Understanding Character Encoding: From ASCII to Unicode and UTF‑8

Byte is the basic storage unit of a computer (8 bits) and a character is the basic textual unit; for example, 'A' and '汉' are both characters.

0. Concept – Early computers needed a way to represent characters as byte values. The American National Standards Institute (ANSI) created ASCII, a 7‑bit code mapping 128 values to English letters, digits, punctuation, and control characters.
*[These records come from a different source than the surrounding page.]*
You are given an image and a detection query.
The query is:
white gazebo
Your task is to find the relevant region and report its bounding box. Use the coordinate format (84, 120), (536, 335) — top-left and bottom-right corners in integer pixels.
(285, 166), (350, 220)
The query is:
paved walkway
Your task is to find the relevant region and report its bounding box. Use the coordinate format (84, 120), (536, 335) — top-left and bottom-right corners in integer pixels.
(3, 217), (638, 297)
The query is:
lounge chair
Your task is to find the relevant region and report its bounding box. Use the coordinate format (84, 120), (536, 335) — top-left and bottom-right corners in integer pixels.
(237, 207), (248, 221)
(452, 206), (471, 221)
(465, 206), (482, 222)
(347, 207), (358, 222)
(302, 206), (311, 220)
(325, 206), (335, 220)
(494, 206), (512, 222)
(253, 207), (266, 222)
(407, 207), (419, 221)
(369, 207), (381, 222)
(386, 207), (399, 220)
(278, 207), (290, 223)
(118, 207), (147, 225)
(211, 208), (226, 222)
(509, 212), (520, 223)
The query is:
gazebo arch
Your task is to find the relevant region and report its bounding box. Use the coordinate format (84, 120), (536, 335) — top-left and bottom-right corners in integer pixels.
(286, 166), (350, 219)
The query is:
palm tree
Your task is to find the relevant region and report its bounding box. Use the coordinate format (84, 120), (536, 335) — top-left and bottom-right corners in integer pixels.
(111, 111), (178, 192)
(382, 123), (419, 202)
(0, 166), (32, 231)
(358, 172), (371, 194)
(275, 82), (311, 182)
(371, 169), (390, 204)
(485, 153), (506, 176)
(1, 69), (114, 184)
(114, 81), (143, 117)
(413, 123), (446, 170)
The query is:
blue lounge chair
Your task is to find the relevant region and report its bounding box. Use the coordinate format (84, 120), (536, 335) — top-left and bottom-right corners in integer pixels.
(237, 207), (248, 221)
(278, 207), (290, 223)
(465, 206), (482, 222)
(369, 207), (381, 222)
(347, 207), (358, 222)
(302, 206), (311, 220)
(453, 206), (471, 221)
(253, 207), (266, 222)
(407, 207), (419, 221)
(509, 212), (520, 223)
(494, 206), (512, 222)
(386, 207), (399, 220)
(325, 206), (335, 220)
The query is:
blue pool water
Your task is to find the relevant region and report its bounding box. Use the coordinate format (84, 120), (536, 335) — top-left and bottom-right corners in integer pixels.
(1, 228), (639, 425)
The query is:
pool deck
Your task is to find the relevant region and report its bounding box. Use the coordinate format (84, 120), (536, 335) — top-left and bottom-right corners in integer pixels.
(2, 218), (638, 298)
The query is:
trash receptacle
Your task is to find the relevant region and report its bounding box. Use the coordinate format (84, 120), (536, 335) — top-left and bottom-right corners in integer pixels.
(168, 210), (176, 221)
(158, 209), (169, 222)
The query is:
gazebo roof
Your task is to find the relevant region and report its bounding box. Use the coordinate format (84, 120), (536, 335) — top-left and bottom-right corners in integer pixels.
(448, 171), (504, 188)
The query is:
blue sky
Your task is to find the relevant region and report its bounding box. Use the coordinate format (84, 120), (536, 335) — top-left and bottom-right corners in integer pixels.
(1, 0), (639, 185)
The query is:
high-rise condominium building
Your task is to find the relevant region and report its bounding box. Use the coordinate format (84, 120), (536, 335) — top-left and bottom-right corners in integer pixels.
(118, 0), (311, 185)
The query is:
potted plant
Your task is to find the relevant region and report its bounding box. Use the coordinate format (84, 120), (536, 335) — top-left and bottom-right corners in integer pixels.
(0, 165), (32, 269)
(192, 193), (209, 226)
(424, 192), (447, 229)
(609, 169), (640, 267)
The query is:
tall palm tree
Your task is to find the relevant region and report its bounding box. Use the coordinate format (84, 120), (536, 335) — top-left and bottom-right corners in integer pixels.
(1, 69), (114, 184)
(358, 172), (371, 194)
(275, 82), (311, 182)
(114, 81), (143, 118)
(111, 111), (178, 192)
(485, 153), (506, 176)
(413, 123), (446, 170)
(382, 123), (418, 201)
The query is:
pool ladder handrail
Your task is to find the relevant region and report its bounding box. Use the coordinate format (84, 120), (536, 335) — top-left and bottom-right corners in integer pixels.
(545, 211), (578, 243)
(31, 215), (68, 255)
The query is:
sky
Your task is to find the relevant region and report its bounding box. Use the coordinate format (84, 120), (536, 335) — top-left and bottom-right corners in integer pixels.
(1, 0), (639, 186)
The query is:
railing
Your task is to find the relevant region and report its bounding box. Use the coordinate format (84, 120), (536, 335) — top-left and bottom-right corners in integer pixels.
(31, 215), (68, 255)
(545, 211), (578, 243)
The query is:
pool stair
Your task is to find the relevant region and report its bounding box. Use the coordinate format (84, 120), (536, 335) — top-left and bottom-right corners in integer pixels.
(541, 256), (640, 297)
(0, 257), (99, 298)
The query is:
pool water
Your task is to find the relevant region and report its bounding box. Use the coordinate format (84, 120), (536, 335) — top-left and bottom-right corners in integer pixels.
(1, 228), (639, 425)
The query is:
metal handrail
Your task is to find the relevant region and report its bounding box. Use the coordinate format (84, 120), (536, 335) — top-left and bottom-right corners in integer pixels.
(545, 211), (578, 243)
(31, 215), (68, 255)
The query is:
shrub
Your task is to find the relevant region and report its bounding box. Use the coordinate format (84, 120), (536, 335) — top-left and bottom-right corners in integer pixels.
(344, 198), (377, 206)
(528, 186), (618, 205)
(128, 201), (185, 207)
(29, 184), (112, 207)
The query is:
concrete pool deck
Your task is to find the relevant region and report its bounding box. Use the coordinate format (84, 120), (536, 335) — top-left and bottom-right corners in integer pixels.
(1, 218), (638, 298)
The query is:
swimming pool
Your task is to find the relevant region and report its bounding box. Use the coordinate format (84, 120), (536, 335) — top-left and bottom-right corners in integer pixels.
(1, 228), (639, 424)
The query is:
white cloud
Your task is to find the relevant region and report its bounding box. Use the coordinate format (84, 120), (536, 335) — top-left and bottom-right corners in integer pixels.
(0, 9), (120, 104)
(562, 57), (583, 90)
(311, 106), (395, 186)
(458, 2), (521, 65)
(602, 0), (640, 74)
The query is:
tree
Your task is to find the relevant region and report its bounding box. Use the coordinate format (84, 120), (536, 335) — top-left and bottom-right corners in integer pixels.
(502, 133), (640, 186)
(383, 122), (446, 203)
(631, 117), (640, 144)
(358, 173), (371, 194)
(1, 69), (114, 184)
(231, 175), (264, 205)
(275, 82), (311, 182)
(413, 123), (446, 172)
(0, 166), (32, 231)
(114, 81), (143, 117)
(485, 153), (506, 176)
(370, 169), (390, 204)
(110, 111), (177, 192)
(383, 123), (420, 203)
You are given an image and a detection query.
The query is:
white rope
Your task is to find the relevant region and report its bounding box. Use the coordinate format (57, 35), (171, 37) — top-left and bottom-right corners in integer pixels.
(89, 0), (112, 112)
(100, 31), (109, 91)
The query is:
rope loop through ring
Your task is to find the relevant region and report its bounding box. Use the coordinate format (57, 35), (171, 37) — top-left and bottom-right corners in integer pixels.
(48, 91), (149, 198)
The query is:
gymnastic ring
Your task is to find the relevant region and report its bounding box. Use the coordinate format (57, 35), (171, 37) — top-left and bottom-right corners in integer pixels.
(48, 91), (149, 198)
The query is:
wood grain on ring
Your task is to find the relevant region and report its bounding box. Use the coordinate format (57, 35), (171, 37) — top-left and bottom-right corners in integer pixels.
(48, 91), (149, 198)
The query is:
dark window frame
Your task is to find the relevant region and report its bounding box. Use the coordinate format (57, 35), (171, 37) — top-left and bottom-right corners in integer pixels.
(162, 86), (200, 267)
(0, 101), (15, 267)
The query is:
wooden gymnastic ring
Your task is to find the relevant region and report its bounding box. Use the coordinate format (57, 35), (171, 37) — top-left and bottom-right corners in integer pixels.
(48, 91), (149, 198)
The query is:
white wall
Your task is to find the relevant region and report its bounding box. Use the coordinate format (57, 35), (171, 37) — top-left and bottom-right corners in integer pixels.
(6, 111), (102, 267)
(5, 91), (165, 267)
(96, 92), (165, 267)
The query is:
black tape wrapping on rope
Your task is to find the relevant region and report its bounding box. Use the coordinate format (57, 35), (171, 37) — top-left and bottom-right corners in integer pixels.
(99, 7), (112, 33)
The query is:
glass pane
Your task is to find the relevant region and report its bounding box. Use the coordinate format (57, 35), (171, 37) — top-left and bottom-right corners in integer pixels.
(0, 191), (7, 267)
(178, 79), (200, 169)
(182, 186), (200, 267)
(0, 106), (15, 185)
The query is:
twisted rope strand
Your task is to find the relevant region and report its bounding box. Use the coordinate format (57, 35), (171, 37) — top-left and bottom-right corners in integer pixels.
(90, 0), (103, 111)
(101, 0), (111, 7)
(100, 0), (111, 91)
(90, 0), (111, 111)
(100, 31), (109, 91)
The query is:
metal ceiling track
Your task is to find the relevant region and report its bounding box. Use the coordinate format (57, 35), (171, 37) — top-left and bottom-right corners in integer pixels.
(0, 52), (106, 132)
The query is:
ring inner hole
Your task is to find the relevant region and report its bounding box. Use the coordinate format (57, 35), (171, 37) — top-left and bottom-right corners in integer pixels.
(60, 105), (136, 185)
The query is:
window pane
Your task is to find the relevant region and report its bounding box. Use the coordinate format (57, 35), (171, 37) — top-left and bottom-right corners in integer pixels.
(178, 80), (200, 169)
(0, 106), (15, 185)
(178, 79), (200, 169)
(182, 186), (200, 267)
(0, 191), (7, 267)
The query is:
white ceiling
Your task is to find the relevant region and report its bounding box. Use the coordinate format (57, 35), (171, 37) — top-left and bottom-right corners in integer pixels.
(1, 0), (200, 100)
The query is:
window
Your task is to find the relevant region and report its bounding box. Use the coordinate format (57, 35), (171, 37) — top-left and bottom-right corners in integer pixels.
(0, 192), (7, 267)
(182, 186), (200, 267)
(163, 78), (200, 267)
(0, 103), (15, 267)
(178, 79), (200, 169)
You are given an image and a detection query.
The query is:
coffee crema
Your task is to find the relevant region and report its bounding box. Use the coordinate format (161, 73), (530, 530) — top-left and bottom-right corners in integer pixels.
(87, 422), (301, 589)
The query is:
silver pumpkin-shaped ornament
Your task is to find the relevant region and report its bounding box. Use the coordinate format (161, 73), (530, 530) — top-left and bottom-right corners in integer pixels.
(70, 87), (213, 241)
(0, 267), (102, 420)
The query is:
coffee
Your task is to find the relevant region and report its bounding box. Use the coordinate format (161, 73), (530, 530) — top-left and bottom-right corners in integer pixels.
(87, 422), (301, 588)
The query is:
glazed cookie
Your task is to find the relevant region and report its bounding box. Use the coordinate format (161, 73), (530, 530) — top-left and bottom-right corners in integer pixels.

1. Chinese character encoding – Because Chinese requires many more symbols, a single byte is insufficient; at least two bytes are needed. GB2312 was defined with two‑byte codes whose highest bits are set to 1, ensuring compatibility with ASCII (which never uses those high bits) and avoiding the null byte (0) that C strings use as terminators. GB2312 can represent about 6,000 Chinese characters, enough for common use.

Subsequent extensions such as GBK, GB18030 and Taiwan’s BIG5 expanded the repertoire, but all kept the rule of being ASCII‑compatible and avoiding zero bytes.

2. Unicode – To enable universal text exchange, Unicode assigns a unique code point to every character worldwide. It uses UCS‑2 (2 bytes) or UCS‑4 (4 bytes); UCS‑2 can represent 65,535 code points, covering most common characters. Unicode is backward compatible with ASCII by prefixing zeros. UTF‑8 is a variable‑length encoding of Unicode code points for storage and transmission, preserving ASCII compatibility while avoiding null bytes in multibyte sequences.

3. Programming considerations

Windows NT and later kernels use Unicode internally. Source files written in Visual Studio may contain GB2312 literals; the WinAPI converts them to Unicode when printing.

Linux distributions typically use UTF‑8. A C string literal like const char* pszText = "中文" will contain UTF‑8 bytes, and the terminal expects UTF‑8 streams. The environment variable LANG indicates the active locale.

Relevant conversion functions:

Windows: MultiByteToWideChar() and WideCharToMultiByte() Linux: iconv() family in glibc

Standard C: mbstowcs(), wcstombs() (locale‑dependent)

Note that wchar_t size varies (2 bytes on MSVC, 4 bytes on GCC).

4. Encoding detection – Determining an unknown byte sequence’s encoding is unreliable; BOM markers (FF FE/FE FF for Unicode, EF BB BF for UTF‑8) are only hints. A practical heuristic is to scan for valid UTF‑8 byte patterns.

Below is a C function that attempts to guess whether a text buffer is UTF‑8. It returns 0 if the data conforms to UTF‑8 rules, –1 for an illegal leading byte, and –2 for an illegal continuation byte.

// Return values:
// 0  -> input string follows UTF‑8 rules, may be UTF‑8
// -1 -> illegal UTF‑8 leading byte detected
// -2 -> illegal UTF‑8 continuation byte detected

int IsTextMaybeUTF8(const char* pszSrc)
{
    const unsigned char* puszSrc = (const unsigned char*)pszSrc; // must be unsigned
    // Check for UTF‑8 BOM (EF BB BF)
    if (puszSrc[0] != 0 && puszSrc[0] == 0xEF &&
        puszSrc[1] != 0 && puszSrc[1] == 0xBB &&
        puszSrc[2] != 0 && puszSrc[2] == 0xBF)
    {
        return 0;
    }

    BOOL bIsNextByte = FALSE;
    int nBytes = 0; // number of bytes for current UTF‑8 character
    const unsigned char* pCur = (const unsigned char*)pszSrc;

    while (pCur[0] != 0)
    {
        if (!bIsNextByte)
        {
            bIsNextByte = TRUE;
            if ((pCur[0] >> 7) == 0) { bIsNextByte = FALSE; nBytes = 1; }
            else if ((pCur[0] >> 5) == 0x06) { nBytes = 2; }
            else if ((pCur[0] >> 4) == 0x0E) { nBytes = 3; }
            else if ((pCur[0] >> 3) == 0x1E) { nBytes = 4; }
            else { return -1; }
        }
        else
        {
            // continuation byte must start with bits 10xxxxxx
            if ((pCur[0] >> 6) != 0x02) { return -2; }
            nBytes--;
            if (nBytes == 0) bIsNextByte = FALSE;
        }
        pCur++;
    }
    return 0;
}